Ainda na semana passada, a China enviou 28 aviões de guerra pelo Estreito de Taiwan, incluindo caças J-10, J-11, J-16 e Su-30, bombardeiros H-6, três drones e um avião de alerta e reconhecimento. Este exercício foi semelhante a um realizado no dia de Natal, quando o Exército de Libertação Popular (as Forças Armadas chinesas) enviou 47 aeronaves através da fronteira marítima que os separa.

No meio de tais ações, a determinação dos EUA permaneceu forte. Washington continuou a aprovar uma lista crescente de vendas militares à ilha, em conformidade com as suas obrigações ao abrigo da Lei de Relações com Taiwan.

A escalada nuclear da Coreia do Norte

Mil milhas a norte de Taiwan, falar de cooperação na Península da Coreia é o mesmo que descrever uma luz muito fraca.

O líder norte-coreano Kim Jong-un apregoa um “aumento exponencial” do seu arsenal de armas nucleares, a partir de 2023, e está a construir uma frota de lança-mísseis “super grandes” que podem atingir qualquer ponto do Sul com uma ogiva nuclear .

Num relatório divulgado na quinta-feira, o Instituto de Análise de Defesa da Coreia do Sul (KIDA, na sigla original) disse que o plano de Kim pode materializar-se em 300 armas nucleares nos próximos anos.

Trata-se de um grande passo em frente desde 2022, quando o Instituto Internacional de Pesquisa para a Paz de Estocolmo (SIPRI, na sigla original) estimou que Pyongyang tinha 20 armas nucleares montadas e material físsil suficiente para perfazer até 55.

O líder norte-coreano Kim Jong Un inspeciona um míssil balístico intercontinental (ICBM) numa fotografia divulgada em 19 de novembro de 2022, pela Agência Central de Notícias da Coreia do Norte.
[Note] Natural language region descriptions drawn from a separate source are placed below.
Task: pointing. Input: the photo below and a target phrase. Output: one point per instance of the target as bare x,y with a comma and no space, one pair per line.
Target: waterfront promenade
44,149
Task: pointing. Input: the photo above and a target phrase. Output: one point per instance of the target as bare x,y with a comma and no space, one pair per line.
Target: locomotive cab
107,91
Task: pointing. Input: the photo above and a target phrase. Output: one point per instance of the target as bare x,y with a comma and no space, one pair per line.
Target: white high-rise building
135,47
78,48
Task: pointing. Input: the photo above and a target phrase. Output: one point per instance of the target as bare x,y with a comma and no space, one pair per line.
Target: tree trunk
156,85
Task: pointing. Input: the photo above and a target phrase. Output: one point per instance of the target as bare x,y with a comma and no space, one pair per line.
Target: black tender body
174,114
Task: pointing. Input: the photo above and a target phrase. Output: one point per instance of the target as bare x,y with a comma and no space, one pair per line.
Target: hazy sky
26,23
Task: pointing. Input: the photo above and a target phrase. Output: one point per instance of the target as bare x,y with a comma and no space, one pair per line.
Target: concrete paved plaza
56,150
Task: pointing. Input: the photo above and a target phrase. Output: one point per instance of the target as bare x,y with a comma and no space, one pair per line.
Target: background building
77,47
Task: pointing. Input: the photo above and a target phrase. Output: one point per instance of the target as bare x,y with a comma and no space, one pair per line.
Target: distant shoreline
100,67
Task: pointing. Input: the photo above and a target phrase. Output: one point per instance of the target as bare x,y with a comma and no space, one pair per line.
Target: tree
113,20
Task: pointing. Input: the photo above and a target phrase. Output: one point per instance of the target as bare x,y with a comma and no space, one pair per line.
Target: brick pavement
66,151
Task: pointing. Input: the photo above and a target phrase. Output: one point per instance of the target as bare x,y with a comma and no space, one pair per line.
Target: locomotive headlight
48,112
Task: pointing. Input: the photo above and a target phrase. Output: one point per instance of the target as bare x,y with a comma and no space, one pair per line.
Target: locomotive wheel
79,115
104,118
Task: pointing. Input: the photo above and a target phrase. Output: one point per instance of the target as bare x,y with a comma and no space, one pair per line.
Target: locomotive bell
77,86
Créditos: KCNA/Reuters

Trezentas ogivas nucleares colocariam a Coreia do Norte à frente de nações nucleares há muito estabelecidas como França e Reino Unido e deixariam-na apenas atrás de Rússia, Estados Unidos e China no ranking de reservas nucleares do SIPRI.

Tal perspectiva fez com que o presidente sul-coreano, Yoon Suk Yeol, prometesse um fortalecimento militar do seu país.

“Construir firmemente uma capacidade (militar) que nos permita contra-atacar 100 vezes ou 1.000 vezes é o método mais importante para prevenir ataques”, disse Yoon esta semana, citado pela agência de notícias estatal Yonhap.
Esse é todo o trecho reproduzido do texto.